Rogers evaded the question.
"I don't have to justify anybody else's speech," she shot back at the attendee. Rogers condemned what she described as "guilt by association," which she said was "not part of the First Amendment."
"No matter what Nick Fuentes says, or you say, if you go out and commit a crime tonight, and someone has a video of me talking to you, all of the sudden I'm bad, because you and I talked?" she added. "It's not up to you or me to quell someone's freedom of speech because you find it abhorrent, whether you do or not."
"Well I do find it abhorrent, yes," the attendee quipped before asking her once again whether she disavowed Fuentes' statement.
"That's not the point," she responded. "It does not matter what someone else says. They have the freedom to say it. That is what I stand on. You have the freedom to say it."
"So much for that," said the man as he sat back down. A woman sitting nearby told the man that Rogers "didn't answer your question," while another man at the event pointed knowingly towards an AZ Mirror article on his phone about Rogers' speech at AFPAC.
Later that evening, Townsend had the opportunity to make her own pitch to voters.

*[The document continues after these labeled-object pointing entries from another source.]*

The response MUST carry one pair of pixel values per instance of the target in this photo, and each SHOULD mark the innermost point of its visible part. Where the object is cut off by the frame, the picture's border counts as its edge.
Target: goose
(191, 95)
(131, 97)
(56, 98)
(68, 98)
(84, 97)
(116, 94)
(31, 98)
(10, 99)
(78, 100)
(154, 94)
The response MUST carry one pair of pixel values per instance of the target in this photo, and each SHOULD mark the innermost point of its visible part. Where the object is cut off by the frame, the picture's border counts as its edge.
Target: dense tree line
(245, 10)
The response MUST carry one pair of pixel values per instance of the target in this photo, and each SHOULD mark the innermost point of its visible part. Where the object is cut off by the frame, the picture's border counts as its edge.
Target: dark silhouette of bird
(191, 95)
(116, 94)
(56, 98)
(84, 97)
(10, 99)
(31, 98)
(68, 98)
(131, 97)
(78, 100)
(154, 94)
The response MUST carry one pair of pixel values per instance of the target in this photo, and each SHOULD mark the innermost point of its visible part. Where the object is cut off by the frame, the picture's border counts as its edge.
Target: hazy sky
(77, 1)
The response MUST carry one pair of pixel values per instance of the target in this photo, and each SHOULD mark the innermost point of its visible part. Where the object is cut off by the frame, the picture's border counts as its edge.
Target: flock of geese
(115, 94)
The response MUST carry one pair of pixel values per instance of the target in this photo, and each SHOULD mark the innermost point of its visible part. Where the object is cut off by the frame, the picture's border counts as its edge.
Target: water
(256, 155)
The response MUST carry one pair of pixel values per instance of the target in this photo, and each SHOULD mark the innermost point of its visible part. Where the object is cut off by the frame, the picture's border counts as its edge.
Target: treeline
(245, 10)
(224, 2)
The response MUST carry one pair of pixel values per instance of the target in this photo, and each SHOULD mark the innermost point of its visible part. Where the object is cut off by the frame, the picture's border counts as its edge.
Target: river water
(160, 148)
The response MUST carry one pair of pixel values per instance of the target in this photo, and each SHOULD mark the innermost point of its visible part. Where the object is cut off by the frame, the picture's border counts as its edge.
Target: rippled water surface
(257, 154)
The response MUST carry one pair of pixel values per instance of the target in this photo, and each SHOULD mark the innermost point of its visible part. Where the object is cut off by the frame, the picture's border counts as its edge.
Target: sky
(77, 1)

"How many of you saw 2000 Mules?" she asked the attendees in the midst of her speech, referring to a widely-debunked Dinesh D'Souza film that purports to reveal rampant fraud in the 2020 election. "The drop boxes are a disaster."
But at the close of her pitch to voters, Townsend sought to clarify the choice between her and Rogers, saying while she "absolutely" supports individuals like Fuentes' right to say objectionable things, she will "never, ever be silent" about the hateful rhetoric.
"I'm going to say no to hate," she continued. "No, it does not belong in our party, it does not belong in our state, it doesn't belong in our hearts."